Nash-nash di atas menunjukan secara gamblang akan haramnya memandang lawan jenis yang bukan mahramnya, menyentuh, memegang, berjabat tangan, ngobrol, berduaan, mencium, bermesraan dan lain sebagainya. Di mana perkara-perkara ini tidak mungkin terlepas saat mereka berpacaran. Dan masih banyak lagi nash-nash lain yang secara sharih melarang perkara-perkara yang banyak dilakukan oleh orang yang berpacaran.

Adapun penerapan kaidah yang mereka sebutkan tidaklah tepat. Dalam kaidah “Hukum asal semua muamalah adalah boleh sampai ada dalil yang melarangnya“ [5] bahwa yang dimaksud muamalah dalam kaidah ini apabila muamalah tersebut tidak bertentangan dengan syariat dan dalil-dalil umum yang ada. Ia bukanlah muamalah yang bersifat mutlak tanpa adanya batasan-batasan syari’ di dalamnya.

Sehingga apabila dalam muamalah tersebut mengandung unsur-unsur yang bertentangan dengan syariat, maka muamalah tersebut menjadi haram hukumnya. Hal ini seperti kaidah “Adat kebiasaan bisa dijadikan sebagai dasar hukum.” [6] Adat kebiasaan dalam kaidah ini bersifat terbatas dan batasannya adalah hukum-hukum syariat. Apabila adat kebiasaan tersebut tidak bertentangan dengan batasan-batasan syari’, maka kaidah di atas bisa diamalkan. Namun jika adat kebiasaan tersebut bertentangan dengan syariat, baik dalil-dalil yang bersifat khusus maupun yang bersifat umum. Maka kaidah tersebut tidak boleh diamalkan.
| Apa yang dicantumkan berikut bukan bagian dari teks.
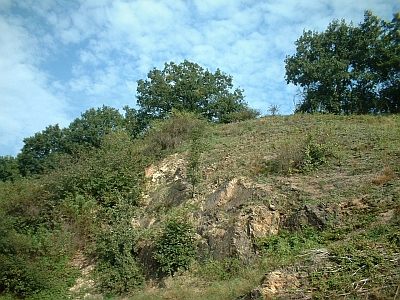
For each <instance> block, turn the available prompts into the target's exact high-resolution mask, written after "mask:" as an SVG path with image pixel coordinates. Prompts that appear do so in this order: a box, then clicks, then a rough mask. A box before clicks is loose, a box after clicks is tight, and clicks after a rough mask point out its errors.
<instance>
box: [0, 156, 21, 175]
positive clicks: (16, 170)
mask: <svg viewBox="0 0 400 300" xmlns="http://www.w3.org/2000/svg"><path fill="white" fill-rule="evenodd" d="M19 177H20V173H19V170H18V162H17V160H16V159H15V158H14V157H12V156H9V155H7V156H0V181H3V182H6V181H12V182H13V181H14V180H16V179H18V178H19Z"/></svg>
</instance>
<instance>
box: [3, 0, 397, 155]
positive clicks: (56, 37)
mask: <svg viewBox="0 0 400 300" xmlns="http://www.w3.org/2000/svg"><path fill="white" fill-rule="evenodd" d="M367 9H370V10H372V11H373V13H374V14H375V15H377V16H378V17H380V18H383V19H385V20H391V19H392V17H393V14H394V13H395V12H398V11H400V2H399V1H398V0H366V1H349V0H330V1H329V0H322V1H316V0H304V1H298V0H281V1H272V0H263V1H262V0H229V1H228V0H224V1H222V0H186V1H184V0H134V1H128V0H0V32H1V34H0V105H1V109H0V120H1V122H0V155H1V156H4V155H14V156H15V155H16V154H17V153H18V152H19V151H20V149H21V148H22V146H23V139H24V138H25V137H30V136H32V135H34V134H35V133H36V132H39V131H42V130H44V129H45V128H46V126H48V125H55V124H60V126H61V127H66V126H68V125H69V123H70V122H71V121H73V120H74V119H75V118H77V117H80V114H81V113H82V112H84V111H86V110H88V109H90V108H92V107H94V108H97V107H101V106H102V105H103V104H104V105H108V106H111V107H114V108H118V109H121V110H122V107H123V106H125V105H129V106H130V107H135V105H136V98H135V95H136V82H137V81H138V80H139V79H145V78H146V76H147V73H148V72H149V71H150V70H151V69H152V68H154V67H156V68H158V69H162V68H163V66H164V63H165V62H171V61H173V62H175V63H180V62H183V61H184V60H185V59H186V60H189V61H192V62H195V63H198V64H200V65H201V66H202V67H204V68H207V69H209V70H210V71H212V72H214V71H215V70H216V69H217V68H219V69H221V71H223V72H225V73H227V74H229V75H232V76H233V80H234V85H235V87H240V88H243V89H244V95H245V97H246V98H245V100H246V101H247V102H248V103H249V105H250V107H252V108H256V109H259V110H261V111H262V113H263V114H265V113H267V109H268V108H269V107H270V106H271V105H278V106H279V108H280V112H281V113H282V114H291V113H292V112H293V109H294V104H293V99H294V97H295V95H296V88H295V87H294V86H292V85H287V84H286V82H285V80H284V75H285V66H284V59H285V56H286V55H293V54H294V53H295V45H294V42H295V41H296V40H297V39H298V38H299V37H300V36H301V35H302V32H303V29H306V30H309V29H311V30H317V31H324V30H325V29H326V27H327V26H328V24H329V23H330V22H331V21H332V20H334V19H345V20H346V21H347V22H348V23H349V22H350V21H353V22H354V24H358V23H360V22H362V20H363V14H364V11H365V10H367Z"/></svg>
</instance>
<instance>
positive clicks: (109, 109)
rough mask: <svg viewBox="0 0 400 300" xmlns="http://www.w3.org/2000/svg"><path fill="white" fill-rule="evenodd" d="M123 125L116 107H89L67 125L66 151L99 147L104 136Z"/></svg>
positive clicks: (121, 119) (119, 114)
mask: <svg viewBox="0 0 400 300" xmlns="http://www.w3.org/2000/svg"><path fill="white" fill-rule="evenodd" d="M124 125H125V121H124V117H123V115H121V114H120V113H119V111H118V110H117V109H115V108H112V107H109V106H105V105H103V107H101V108H98V109H94V108H91V109H89V110H87V111H85V112H84V113H83V114H82V115H81V117H80V118H77V119H75V120H74V121H73V122H72V123H71V124H70V125H69V126H68V129H67V132H66V138H65V139H66V143H67V152H68V153H75V152H77V151H81V150H82V149H87V148H89V149H90V148H93V147H94V148H100V146H101V143H102V140H103V137H104V136H106V135H107V134H109V133H111V132H114V131H117V130H121V129H123V128H124Z"/></svg>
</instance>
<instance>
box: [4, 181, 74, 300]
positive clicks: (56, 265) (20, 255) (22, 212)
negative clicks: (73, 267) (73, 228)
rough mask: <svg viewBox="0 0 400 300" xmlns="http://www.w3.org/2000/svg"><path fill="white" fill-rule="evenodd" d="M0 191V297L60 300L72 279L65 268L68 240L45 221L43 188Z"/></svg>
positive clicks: (29, 182) (70, 247) (70, 276)
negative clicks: (11, 297)
mask: <svg viewBox="0 0 400 300" xmlns="http://www.w3.org/2000/svg"><path fill="white" fill-rule="evenodd" d="M0 188H1V190H0V274H1V276H0V295H11V296H13V297H15V298H17V299H20V298H23V299H54V298H57V299H66V298H67V297H66V295H67V292H68V288H69V286H71V285H72V284H73V282H74V280H75V278H76V276H77V273H76V272H75V271H74V270H72V269H71V268H70V267H68V266H67V264H68V261H69V260H70V259H71V256H72V253H73V251H74V247H73V246H71V239H72V236H71V234H70V233H69V232H66V231H64V230H63V228H62V226H61V225H60V223H55V222H54V220H52V219H51V218H50V216H51V209H50V208H49V207H48V206H47V205H46V203H41V201H42V200H43V199H44V198H43V188H41V187H39V186H37V184H35V183H34V182H27V181H19V182H17V183H13V184H11V183H7V184H3V185H1V186H0Z"/></svg>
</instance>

Apabila kita perhatikan praktik pacaran, maka muamalah yang ada di dalamnya sangatlah bertentangan dengan syariat dan dalil-dalil umum yang ada. Seperti haramnya berjabat tangan dengan lawan jenis, memandang, mencium, menyentuh dan lain sebagainya.

Dengan demikian, sudah sangat jelas dan tanpa ada ragu lagi bahwa praktik pacaran yang banyak dilakukan oleh kalangan remaja dan kawula muda tidak dibolehkan dalam islam dan haram hukumnya. Jika mereka menghendaki kebaikan, maka tinggalkanlah pacaran. Niscaya Allah akan menggantinya dengan yang lebih baik dan akan merasakan kepada hati mereka betapa lezatnya sebuah keimanan.

Syubhat kedua

Pacaran bisa dijadikan sebagai jalan untuk mengenal lebih dekat sifat dan karakter pasangannya sebelum melaju ke jenjang pernikahan. Dengan cara ini diharapkan rumah tangga yang dibina nantinya akan lebih harmonis karena telah mengetahui karakter satu sama lain dari masing-masing pasangannya.

Jawab :

Perkataan di atas hanyalah sebuah argumentasi dan teori yang tidak berdasar pada agama sama sekali, tapi bersandar pada hawa nafsu dan akal semata-mata. Keharmonisan sebuah rumah tangga bukan hanya dibina dari pengetahuan akan sifat dan karakter masing-masing pasangannya. Akan tetapi lebih dari sekadar itu. Rumah tangga yang harmonis akan terbentuk saat rumah tangga itu dibangun di atas dien yang benar, pengertian masing-masing pasangan akan kekurangan dan kelebihannya, penunaian hak dan kewajiban tanpa lebih dan kurang dari masing-masing anggota keluarga.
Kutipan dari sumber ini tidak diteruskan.